Clinical Utility of Lipoprotein(a) and LPA Genetic Risk Score in Risk Prediction of Incident Atherosclerotic Cardiovascular Disease

Affiliations

Clinical Utility of Lipoprotein(a) and LPA Genetic Risk Score in Risk Prediction of Incident Atherosclerotic Cardiovascular Disease

Mark Trinder et al. JAMA Cardiol. .

Abstract

Importance: Lipoprotein(a) is a highly heritable biomarker independently associated with atherosclerotic cardiovascular disease (ASCVD). It is unclear whether measured lipoprotein(a) or genetic factors associated with lipoprotein(a) can provide comparable or additional prognostic information for primary prevention.

Objective: To determine whether a genetic risk score (GRS) comprising 43 variants at the LPA gene, which encodes apolipoprotein(a), has clinical utility in assessing ASCVD risk compared with and in addition to lipoprotein(a) measurement.

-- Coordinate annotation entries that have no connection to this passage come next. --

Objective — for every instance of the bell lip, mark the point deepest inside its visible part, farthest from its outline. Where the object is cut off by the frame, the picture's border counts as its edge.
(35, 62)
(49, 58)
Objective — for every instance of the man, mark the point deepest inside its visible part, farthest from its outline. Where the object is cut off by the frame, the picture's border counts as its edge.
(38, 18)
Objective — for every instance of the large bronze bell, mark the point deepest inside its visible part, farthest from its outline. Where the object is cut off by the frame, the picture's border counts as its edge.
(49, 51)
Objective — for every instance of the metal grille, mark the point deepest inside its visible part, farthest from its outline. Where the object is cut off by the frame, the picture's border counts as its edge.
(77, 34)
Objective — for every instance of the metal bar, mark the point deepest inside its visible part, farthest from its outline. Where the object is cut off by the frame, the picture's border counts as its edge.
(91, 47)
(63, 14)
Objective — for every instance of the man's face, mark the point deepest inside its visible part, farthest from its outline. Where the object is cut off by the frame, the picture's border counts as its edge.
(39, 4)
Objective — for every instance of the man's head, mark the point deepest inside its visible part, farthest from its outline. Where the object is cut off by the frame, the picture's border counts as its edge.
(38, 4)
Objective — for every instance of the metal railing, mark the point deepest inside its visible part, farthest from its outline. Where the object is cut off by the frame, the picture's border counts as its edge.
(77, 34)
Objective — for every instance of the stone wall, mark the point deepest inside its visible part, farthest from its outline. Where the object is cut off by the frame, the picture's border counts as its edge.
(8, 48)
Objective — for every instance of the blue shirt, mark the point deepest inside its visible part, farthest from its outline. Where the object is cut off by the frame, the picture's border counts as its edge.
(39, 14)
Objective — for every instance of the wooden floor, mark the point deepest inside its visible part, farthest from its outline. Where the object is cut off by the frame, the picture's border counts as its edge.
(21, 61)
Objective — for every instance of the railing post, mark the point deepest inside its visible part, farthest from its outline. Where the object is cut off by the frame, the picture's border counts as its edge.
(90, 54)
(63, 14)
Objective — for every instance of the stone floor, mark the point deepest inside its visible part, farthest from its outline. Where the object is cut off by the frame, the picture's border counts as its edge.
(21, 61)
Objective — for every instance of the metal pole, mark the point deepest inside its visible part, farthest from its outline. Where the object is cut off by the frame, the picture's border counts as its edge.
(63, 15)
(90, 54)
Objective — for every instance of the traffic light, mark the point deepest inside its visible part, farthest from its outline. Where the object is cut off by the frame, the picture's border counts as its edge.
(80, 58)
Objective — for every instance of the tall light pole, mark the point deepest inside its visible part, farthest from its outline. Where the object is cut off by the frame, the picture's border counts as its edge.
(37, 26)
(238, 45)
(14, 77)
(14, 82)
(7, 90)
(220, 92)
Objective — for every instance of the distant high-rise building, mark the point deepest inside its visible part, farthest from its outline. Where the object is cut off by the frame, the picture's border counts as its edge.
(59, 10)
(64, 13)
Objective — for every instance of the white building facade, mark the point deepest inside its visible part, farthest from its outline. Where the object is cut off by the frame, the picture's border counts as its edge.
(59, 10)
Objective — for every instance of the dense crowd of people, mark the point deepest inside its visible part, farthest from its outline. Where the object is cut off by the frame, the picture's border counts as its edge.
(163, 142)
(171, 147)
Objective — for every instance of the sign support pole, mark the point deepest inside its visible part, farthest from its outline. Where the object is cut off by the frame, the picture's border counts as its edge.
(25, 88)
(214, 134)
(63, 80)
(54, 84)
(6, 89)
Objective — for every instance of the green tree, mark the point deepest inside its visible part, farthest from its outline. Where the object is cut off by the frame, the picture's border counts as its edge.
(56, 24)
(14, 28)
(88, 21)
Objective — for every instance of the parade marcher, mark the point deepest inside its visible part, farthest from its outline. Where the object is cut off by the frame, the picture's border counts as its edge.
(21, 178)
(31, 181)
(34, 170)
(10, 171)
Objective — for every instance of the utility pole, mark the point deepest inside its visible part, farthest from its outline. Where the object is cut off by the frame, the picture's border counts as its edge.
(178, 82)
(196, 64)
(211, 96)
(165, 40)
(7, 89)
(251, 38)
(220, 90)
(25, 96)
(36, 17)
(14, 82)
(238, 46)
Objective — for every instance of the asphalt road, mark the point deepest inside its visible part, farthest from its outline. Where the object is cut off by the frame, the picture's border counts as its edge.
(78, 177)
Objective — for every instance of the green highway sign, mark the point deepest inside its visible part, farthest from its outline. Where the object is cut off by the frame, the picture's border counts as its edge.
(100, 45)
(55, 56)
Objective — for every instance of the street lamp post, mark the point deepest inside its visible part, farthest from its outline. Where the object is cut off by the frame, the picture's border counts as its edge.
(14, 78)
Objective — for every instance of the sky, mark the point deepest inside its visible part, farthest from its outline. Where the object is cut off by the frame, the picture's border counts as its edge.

Design, setting, and participants: The UK Biobank is a prospective observational study of approximately 500 000 volunteers aged 40 to 69 years who were recruited from 22 sites across the United Kingdom between 2006 and 2010. Using externally derived weights, an LPA GRS was calculated for 374 099 unrelated individuals with array-derived genotypes and lipoprotein(a) measures. Data were analyzed from April 2020 to March 2020.

Exposures: Measured lipoprotein(a) and LPA GRS.

Main outcomes and measures: We estimated the associations between measured lipoprotein(a) and LPA GRS with the incidence of ASCVD (peripheral arterial disease, coronary artery disease, myocardial infarction, ischemic stroke, and cardiovascular mortality) using Cox proportional hazards models. To determine the utility of using measured lipoprotein(a) and LPA GRS as risk enhancers for ASCVD, we assessed the potential improvement in ASCVD risk discrimination by QRISK3 and Pooled Cohort Equations among individuals with borderline to intermediate risk (n = 113 703 and 144 350, respectively).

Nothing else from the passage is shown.